Qu'imaginez-vous de pertinent, sachant qu'il est difficile d'appliquer un régime à une seule religion, et sachant que la liberté religieuse persiste ? Quelles sont vos préconisations ? Pouvez-vous nous aider à avancer sur la voie d'une solution ?
M. Philippe Bas. - Il me semble que la loi de 1905 offre déjà beaucoup de réponses, ce qui n'interdit pas un aménagement. La loi de 1905 comporte des obligations comptables pour les associations cultuelles, régie leurs ressources, leurs dépenses et leurs réserves et prévoit les contrôle du ministère des finances et de l'Inspection des finances, et la possibilité de leur dissolution en cas de non-respect de ces règles. Elle introduit la police des cultes fondée sur la nécessité de préserver l'ordre public. La violation des règles peut entraîner des sanctions. La loi de 1905 prévoit la surveillance des autorités dans l'intérêt de l'ordre public, elle interdit les réunions politiques dans les lieux de culte, les pressions sur qui que ce soit pour pratiquer ou non un culte, toute provocation directe à résister à l'exécution des lois ou à tout autre acte légal, le fait de soulever ou d'armer une partie des citoyens contre les autres, et de mettre en cause un citoyen chargé d'un service public. Elle assortit toutes ces interdictions de sanctions pénales qui peuvent être très lourdes, jusqu'à deux ans d'emprisonnement. Elle prévoit également la responsabilité civile des associations cultuelles dans lesquelles ces infractions seraient commises.

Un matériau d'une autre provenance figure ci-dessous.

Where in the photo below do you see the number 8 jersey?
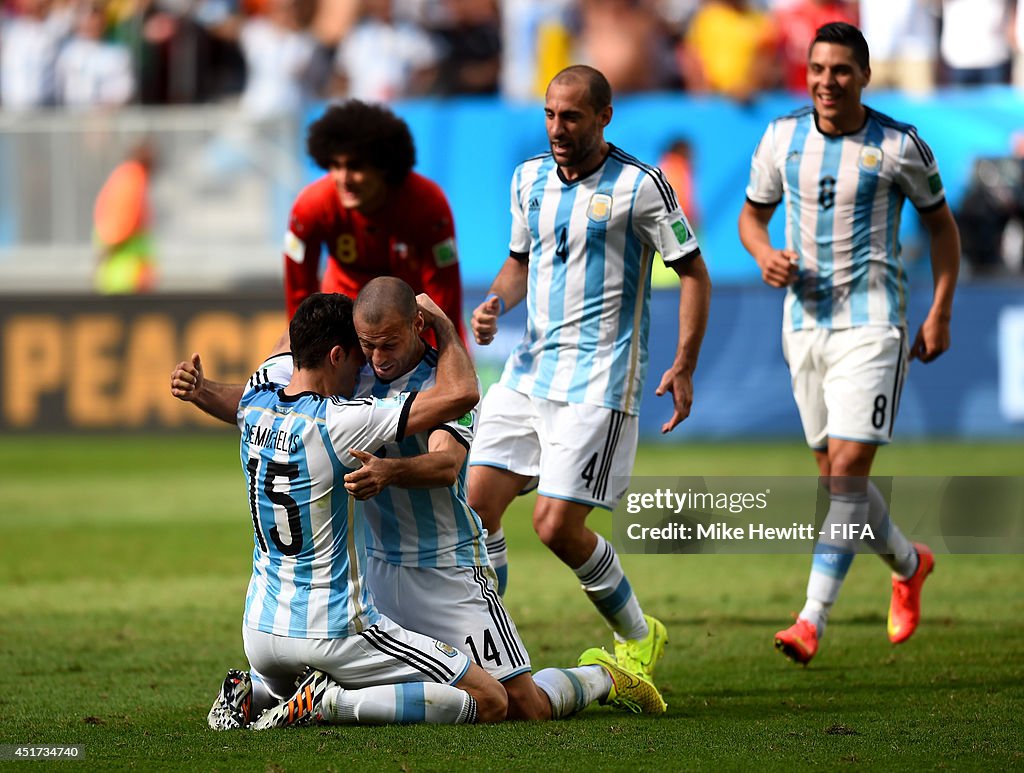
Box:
[746,108,945,330]
[238,353,415,639]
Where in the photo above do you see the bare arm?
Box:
[739,202,797,288]
[471,257,529,346]
[345,430,467,500]
[406,294,480,436]
[171,352,244,424]
[654,255,711,433]
[910,204,961,362]
[171,330,290,424]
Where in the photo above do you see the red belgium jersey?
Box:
[285,172,466,341]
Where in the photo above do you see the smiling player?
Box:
[739,23,959,663]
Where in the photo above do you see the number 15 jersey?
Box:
[238,354,415,639]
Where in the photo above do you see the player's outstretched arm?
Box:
[739,202,797,288]
[345,432,466,500]
[654,255,711,433]
[471,257,529,346]
[910,204,961,362]
[406,294,480,436]
[171,352,243,424]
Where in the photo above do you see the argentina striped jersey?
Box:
[355,346,487,567]
[501,145,699,415]
[746,108,945,330]
[238,354,413,639]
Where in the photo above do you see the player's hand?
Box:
[345,448,391,500]
[416,293,451,328]
[171,352,203,402]
[654,368,693,434]
[756,250,798,288]
[470,295,501,346]
[910,313,950,362]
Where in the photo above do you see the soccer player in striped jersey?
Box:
[345,277,665,720]
[469,66,711,678]
[739,23,959,663]
[172,277,665,720]
[180,293,507,729]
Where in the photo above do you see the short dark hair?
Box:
[306,99,416,185]
[807,22,871,70]
[288,293,359,370]
[353,276,419,325]
[549,65,611,113]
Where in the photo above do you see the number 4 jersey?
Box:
[746,108,945,330]
[238,353,415,639]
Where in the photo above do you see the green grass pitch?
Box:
[0,432,1024,772]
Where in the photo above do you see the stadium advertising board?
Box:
[0,294,285,431]
[0,282,1024,442]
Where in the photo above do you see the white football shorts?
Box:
[242,615,469,701]
[469,384,639,510]
[367,556,530,682]
[782,326,909,450]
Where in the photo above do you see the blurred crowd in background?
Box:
[6,0,1024,114]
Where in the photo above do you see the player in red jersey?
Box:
[285,99,466,340]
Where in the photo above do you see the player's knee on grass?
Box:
[466,465,529,532]
[502,674,551,720]
[534,497,597,566]
[455,663,509,723]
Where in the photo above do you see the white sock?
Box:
[799,493,868,639]
[484,528,509,596]
[865,483,918,579]
[534,665,611,720]
[573,534,647,639]
[323,682,476,725]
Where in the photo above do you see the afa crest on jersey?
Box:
[587,194,611,223]
[857,145,885,174]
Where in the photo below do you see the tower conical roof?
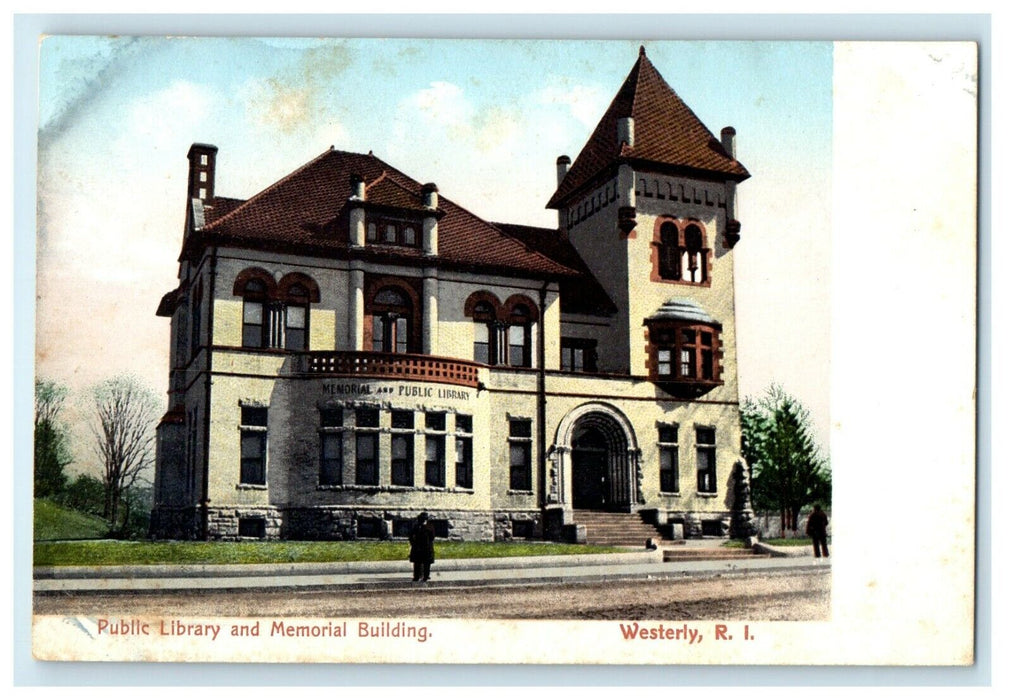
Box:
[547,47,749,208]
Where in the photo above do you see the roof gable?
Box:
[547,47,749,208]
[194,148,576,277]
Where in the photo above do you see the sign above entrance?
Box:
[321,381,475,402]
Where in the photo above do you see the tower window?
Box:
[654,220,710,284]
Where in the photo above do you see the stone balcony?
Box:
[303,351,483,388]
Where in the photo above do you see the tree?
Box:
[92,376,158,532]
[742,385,832,532]
[34,379,73,498]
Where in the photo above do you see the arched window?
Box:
[472,301,497,364]
[232,267,320,351]
[243,278,267,348]
[284,282,310,350]
[506,304,530,367]
[371,286,414,353]
[654,221,710,284]
[659,222,682,279]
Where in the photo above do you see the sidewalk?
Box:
[33,549,830,594]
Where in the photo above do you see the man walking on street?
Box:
[408,513,436,581]
[805,503,829,559]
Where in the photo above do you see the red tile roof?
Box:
[547,50,749,208]
[184,148,578,277]
[495,222,618,316]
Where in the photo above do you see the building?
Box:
[152,50,750,542]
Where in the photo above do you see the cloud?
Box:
[535,85,608,129]
[241,43,351,135]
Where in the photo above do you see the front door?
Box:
[573,428,609,510]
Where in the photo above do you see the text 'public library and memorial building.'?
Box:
[152,50,751,544]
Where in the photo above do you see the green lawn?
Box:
[33,499,109,542]
[34,540,622,566]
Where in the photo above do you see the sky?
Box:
[35,36,833,469]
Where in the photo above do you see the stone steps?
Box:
[573,511,661,547]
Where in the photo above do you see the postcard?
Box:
[31,35,978,666]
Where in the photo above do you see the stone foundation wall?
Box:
[151,506,570,542]
[148,506,200,539]
[207,506,282,540]
[494,511,544,542]
[281,507,494,541]
[657,511,732,539]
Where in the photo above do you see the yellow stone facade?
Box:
[153,51,741,540]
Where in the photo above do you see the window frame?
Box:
[653,216,713,286]
[425,411,447,489]
[390,409,415,487]
[318,407,345,487]
[657,423,681,495]
[507,417,534,493]
[354,407,381,487]
[647,321,724,386]
[365,214,423,248]
[239,405,269,488]
[368,284,418,354]
[453,414,475,489]
[559,336,597,374]
[242,277,270,348]
[694,425,718,496]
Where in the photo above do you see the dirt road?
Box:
[34,571,831,620]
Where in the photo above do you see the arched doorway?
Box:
[573,426,608,509]
[569,411,637,512]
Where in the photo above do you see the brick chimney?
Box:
[348,173,365,248]
[422,182,439,255]
[617,116,636,148]
[721,126,738,158]
[186,144,218,204]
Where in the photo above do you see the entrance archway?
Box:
[573,426,609,509]
[551,402,642,512]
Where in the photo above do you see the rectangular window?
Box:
[425,435,446,487]
[561,338,597,372]
[390,433,415,487]
[390,411,415,430]
[425,411,446,430]
[284,305,308,350]
[355,409,380,428]
[355,433,380,487]
[475,323,492,364]
[190,297,203,358]
[320,433,344,486]
[696,428,716,494]
[657,425,678,494]
[657,350,671,376]
[320,409,344,486]
[243,300,263,348]
[320,409,344,428]
[240,406,267,428]
[679,348,695,376]
[456,437,474,489]
[508,326,530,367]
[509,418,531,491]
[239,406,267,486]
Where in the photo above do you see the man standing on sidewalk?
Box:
[805,503,829,558]
[408,513,436,581]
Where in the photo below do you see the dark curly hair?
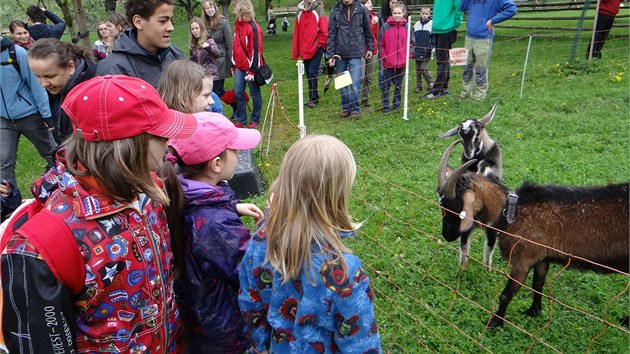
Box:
[125,0,173,25]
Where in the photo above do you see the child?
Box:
[164,113,263,353]
[96,0,186,87]
[238,135,381,353]
[2,75,197,353]
[188,17,221,77]
[378,3,407,113]
[157,60,223,113]
[413,6,433,92]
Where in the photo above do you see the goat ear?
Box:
[438,125,459,139]
[459,190,475,232]
[479,104,497,127]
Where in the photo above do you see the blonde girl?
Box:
[201,0,234,97]
[188,17,221,77]
[92,21,115,61]
[238,135,381,353]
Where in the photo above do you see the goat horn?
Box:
[438,125,459,139]
[479,104,497,127]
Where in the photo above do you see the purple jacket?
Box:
[175,176,250,353]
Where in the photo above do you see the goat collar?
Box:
[503,193,518,224]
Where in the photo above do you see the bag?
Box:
[254,62,273,86]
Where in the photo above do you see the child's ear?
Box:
[207,156,223,173]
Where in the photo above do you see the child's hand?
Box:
[236,203,265,224]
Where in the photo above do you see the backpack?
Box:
[0,42,22,76]
[0,199,85,294]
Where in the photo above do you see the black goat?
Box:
[438,143,630,327]
[438,105,503,180]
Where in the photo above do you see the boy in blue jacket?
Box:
[459,0,516,100]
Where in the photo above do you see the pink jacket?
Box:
[378,17,409,69]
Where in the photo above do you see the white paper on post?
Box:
[335,70,352,90]
[449,48,468,66]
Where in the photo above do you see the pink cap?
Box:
[61,75,197,141]
[169,112,260,165]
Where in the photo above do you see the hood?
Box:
[387,16,407,27]
[177,175,234,207]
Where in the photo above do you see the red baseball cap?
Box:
[61,75,197,141]
[168,112,260,165]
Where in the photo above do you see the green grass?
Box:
[12,13,630,353]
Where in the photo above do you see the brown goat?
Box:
[438,143,630,328]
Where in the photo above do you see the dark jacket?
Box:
[175,176,250,353]
[326,0,375,58]
[48,59,96,144]
[28,10,66,41]
[96,29,186,87]
[413,17,434,61]
[208,16,234,80]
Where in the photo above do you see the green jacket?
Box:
[433,0,464,34]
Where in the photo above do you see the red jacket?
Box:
[2,153,184,353]
[378,17,408,69]
[291,1,328,60]
[232,20,263,75]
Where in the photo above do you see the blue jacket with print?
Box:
[238,225,381,353]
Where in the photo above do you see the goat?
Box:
[438,105,503,180]
[438,143,630,328]
[440,140,500,270]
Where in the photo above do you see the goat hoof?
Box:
[524,306,541,317]
[488,315,503,329]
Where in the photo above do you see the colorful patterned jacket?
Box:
[1,151,183,354]
[238,225,381,354]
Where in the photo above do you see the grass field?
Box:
[11,7,630,353]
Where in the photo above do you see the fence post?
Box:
[518,34,534,98]
[295,60,306,139]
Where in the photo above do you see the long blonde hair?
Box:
[64,133,169,206]
[157,59,212,114]
[264,134,356,282]
[188,17,208,53]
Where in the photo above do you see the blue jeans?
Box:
[234,69,262,124]
[335,57,363,113]
[304,48,324,103]
[0,113,57,185]
[381,68,405,109]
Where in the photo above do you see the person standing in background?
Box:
[459,0,516,100]
[422,0,464,100]
[291,0,328,108]
[26,5,66,41]
[201,0,234,97]
[361,0,380,107]
[326,0,375,119]
[9,20,34,50]
[586,0,621,59]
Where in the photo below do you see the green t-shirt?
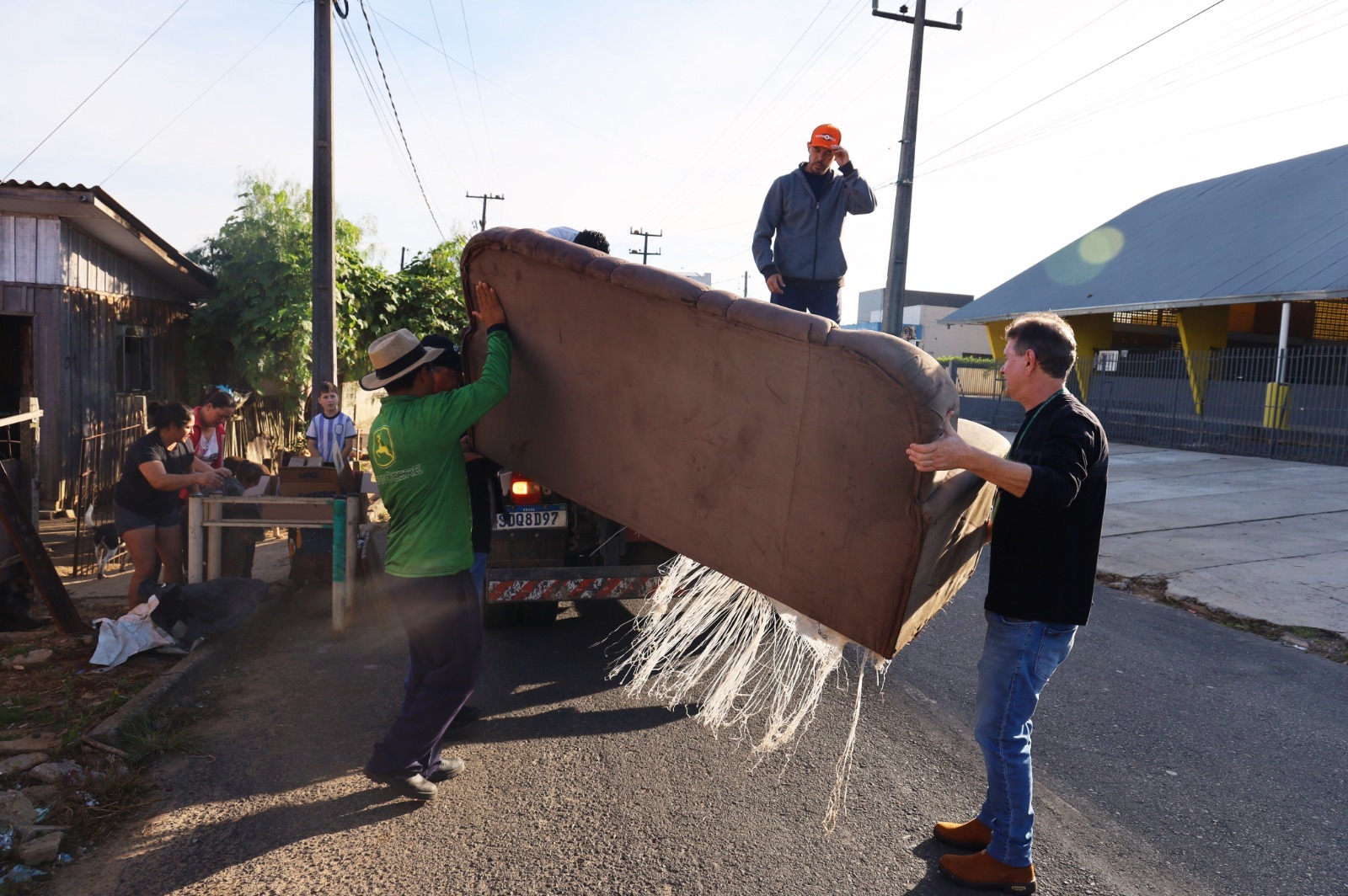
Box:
[369,328,511,578]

Au sens juridique du terme, la répression c'est d'établir des infractions et de permettre leur sanction pénale.
Avez-vous connaissance de poursuites exercées contre les ministres du culte catholique dans les précédentes décennies en application de ces dispositions ? Je ne pense pas qu'il y en ait.
C'est là que nous ouvrons le débat. Certains disent : si l'on veut lutter contre la subversion, l'idéologie politique qu'est l'islamisme, alors il faut imposer des règles à toutes les religions même celles qui ont trouvé un équilibre dans la République et qui ne subissent aucune poursuite. Je ne suis pas d'accord avec cette manière de voir. Je considère que pour lutter contre la subversion islamiste, on ne limite pas l'exercice d'un culte, on lutte contre une action politique qu'on a déjà les moyens de combattre dans la loi de 1905. Ces moyens ne sont pas utilisés ! Il faut interroger les ministres de l'intérieur et de la justice, avant d'apprécier les dispositions à prendre pour que ces moyens soient amplifiés contre ceux qui menacent la République.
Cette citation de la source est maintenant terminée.